Statement on End-to-End Encryption
19 Apr 2023
The Virtual Global Taskforce is an international alliance of 15 dedicated law enforcement agencies working alongside Affiliate members from private industry and non-governmental organisations to tackle the threat of child sexual abuse (CSA).
The VGT first issued its first position statement on end-to-end encryption (E2EE) in 2021. This statement highlighted the devastating impact E2EE can have on law enforcement's ability to identify, pursue and prosecute offenders, when implemented in a way that affects the detection of CSA on industry platforms. It is important to update the VGT position on E2EE in the context of impending design choices by industry.
As outlined in our previous statement, there is no doubt that encryption plays an important role in safeguarding privacy, however this must be balanced with the importance of safeguarding children online.
The scale of online CSA is increasing worldwide. The WeProtect Global Alliance have identified it as one of the most urgent and defining issues of our generation. The number of reports of CSA from industry continue to be staggering, but demonstrates the key role that industry plays both in protecting children online and in reporting cases to law enforcement
The National Centre for Missing and Exploited Children (NCMEC) received 29.3 million reports of suspected CSA in 2021, a 35% increase from 2020. Of this 29.3 million, over 29.1 million reports came from electronic service providers.
Although these reports result in a range of different outcomes globally, what is consistent is that they significantly contribute to positive outcomes for child safety. These figures demonstrate the current success of industry partners in detecting and reporting CSA occurring on their platforms, resulting in victims being identified and safeguarded.

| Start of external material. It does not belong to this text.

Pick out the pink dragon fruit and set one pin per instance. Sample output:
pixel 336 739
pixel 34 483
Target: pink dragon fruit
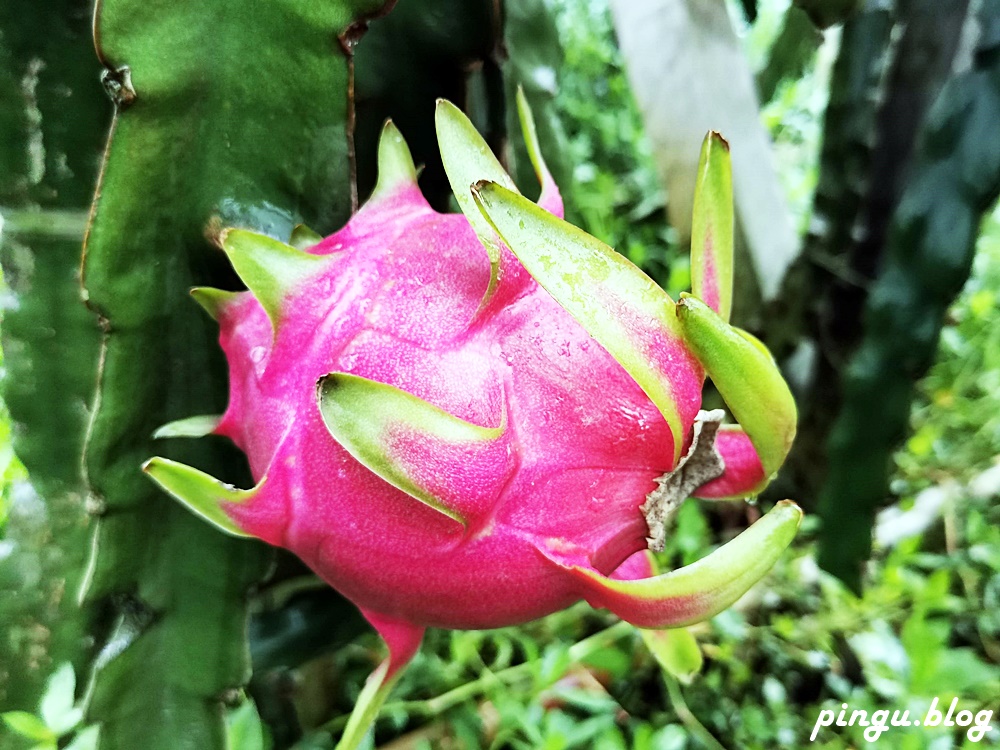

Design and investment choices implemented in a way that interferes with the effectiveness of such safety systems threaten to undermine these successes which have been consistently built upon over previous decades. The announced implementation of E2EE on META platforms Instagram and Facebook is an example of a purposeful design choice that degrades safety systems and weakens the ability to keep child users safe.
META is currently the leading reporter of detected child sexual abuse to NCMEC. The VGT has not yet seen any indication from META that any new safety systems implemented post-E2EE will effectively match or improve their current detection methods.
By way of an example of the impact E2EE implementation could have, the following case from the United Kingdom would not have been possible without Facebook having access to message content, an ability they will lose under E2EE.
David Wilson is one of the most prolific child sexual abuse offenders the UK's National Crime Agency has ever investigated. Wilson used META (Facebook) to contact thousands of children, grooming hundreds of victims using fake online profiles. By pretending to be a teenage girl, he manipulated victims to send sexually explicit material of themselves and in some cases, blackmailed victims into abusing their siblings and friends. Some victims were so traumatised they spoke of wanting to end their own lives.
The successful prosecution of Wilson and the resulting safeguarding of hundreds of children was possible because law enforcement were able to access the evidence contained within over 250,000 messages through Facebook. In an E2EE environment, it is highly unlikely this case would have been detected.
The VGT calls for all industry partners to fully appreciate the impact of implementing system design decisions that result in blindfolding themselves to CSA occurring on their platforms, or reduces their capacity to identify CSA and keep children safe. It is time to confront these concerns and make tangible steps towards possible solutions that we know exist.
The VGT encourages industry to respond and consider the following: Only to implement platform design choices, including E2EE, at scale alongside robust safety systems that maintain or increase child safety.
Where the child user base and risk is high, a proportionate investment and implementation of technically feasible safety solutions is paramount. The abuse will not stop just because companies decide to stop looking.
We all have a role to play in protecting children in online spaces and we strongly urge industry partners to take active steps toward this goal.